Helmut Wittmann (li.), Stummer-Stempkowski an der Harfe und Franz Bernegger, Bockpfeife und Gesang

© Helmut Wittmann

Chronik Oberösterreich
06/03/2019

Sagenhafte Pfingstwanderung am Donausteig bei Schwertberg

Der bekannte Märchenerzähler Helmut Wittmann lädt am Pfingstmontag zur Donausagen-Wanderung nach Schwertberg.

von Josef Ertl

Die Gemeinde Schwertberg und der Donau Oberösterreich Tourismus laden am Pfingstmontag, 10. Juni 2019 ab 10:30 Uhr zu einer sagenhaften Wanderung am Donausteig ein.
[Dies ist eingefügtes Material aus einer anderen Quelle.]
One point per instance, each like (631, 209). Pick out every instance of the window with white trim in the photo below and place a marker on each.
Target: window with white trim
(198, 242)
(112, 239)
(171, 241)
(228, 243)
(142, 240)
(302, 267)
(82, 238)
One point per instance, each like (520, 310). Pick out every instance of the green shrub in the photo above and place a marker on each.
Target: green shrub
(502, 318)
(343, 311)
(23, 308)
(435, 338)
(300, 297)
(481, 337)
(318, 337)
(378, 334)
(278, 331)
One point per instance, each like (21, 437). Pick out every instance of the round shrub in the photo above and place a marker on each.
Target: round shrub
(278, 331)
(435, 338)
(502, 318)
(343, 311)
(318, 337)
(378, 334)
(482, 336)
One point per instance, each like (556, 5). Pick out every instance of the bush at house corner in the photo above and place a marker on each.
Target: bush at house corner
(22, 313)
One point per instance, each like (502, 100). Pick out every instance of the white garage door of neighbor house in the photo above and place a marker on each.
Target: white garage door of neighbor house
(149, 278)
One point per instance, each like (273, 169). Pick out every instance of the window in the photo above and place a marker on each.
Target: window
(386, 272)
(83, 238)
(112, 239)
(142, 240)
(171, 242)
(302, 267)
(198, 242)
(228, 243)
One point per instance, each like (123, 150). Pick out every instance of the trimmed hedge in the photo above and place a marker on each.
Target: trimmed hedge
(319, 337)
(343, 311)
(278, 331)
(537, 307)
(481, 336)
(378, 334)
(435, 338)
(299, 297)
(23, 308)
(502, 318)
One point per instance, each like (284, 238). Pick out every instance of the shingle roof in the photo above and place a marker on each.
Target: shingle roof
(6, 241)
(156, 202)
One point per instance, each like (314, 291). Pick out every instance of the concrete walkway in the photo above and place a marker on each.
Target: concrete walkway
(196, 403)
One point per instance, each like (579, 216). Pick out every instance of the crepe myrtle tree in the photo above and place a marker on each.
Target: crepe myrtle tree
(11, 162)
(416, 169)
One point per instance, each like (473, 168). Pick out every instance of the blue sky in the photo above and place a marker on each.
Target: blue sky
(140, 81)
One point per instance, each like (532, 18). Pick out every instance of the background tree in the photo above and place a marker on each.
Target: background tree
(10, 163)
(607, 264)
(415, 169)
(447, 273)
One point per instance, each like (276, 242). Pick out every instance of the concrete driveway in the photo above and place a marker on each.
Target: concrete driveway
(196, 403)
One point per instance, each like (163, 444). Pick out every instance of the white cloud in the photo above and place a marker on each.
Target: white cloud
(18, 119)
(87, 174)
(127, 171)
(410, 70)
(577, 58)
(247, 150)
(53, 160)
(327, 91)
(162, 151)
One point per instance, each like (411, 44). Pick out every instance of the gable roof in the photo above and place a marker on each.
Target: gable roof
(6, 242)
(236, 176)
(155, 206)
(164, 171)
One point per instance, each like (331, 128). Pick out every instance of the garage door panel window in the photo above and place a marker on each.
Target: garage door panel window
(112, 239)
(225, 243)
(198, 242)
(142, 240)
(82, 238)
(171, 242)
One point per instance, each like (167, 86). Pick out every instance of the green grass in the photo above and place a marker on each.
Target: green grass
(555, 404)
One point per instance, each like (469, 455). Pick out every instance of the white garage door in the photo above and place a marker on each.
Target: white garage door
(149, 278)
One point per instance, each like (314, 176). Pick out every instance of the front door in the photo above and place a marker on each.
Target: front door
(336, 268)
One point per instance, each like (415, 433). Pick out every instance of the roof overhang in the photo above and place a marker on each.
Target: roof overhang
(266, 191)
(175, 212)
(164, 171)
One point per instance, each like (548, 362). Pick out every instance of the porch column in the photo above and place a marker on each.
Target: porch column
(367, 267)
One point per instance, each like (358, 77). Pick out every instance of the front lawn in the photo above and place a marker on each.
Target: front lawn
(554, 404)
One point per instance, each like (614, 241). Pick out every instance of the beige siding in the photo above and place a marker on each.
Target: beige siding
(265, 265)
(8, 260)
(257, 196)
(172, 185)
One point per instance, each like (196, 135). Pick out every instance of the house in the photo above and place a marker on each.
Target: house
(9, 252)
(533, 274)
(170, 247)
An besonders schönen Plätzen rund um den Donausteig bei Schwertberg werden Sagen aus dem Donauraum spannend und phantasievoll erzählt. Für stilechte musikalische Untermalung sorgen Angela Stummer-Stempkowski an der Harfe und Franz Bernegger mit Gesang und an der Bockpfeife, der alpenländischen Form des Dudelsacks. Der Bekannte Märchenerzähler Helmut Wittmann erzählt selbst.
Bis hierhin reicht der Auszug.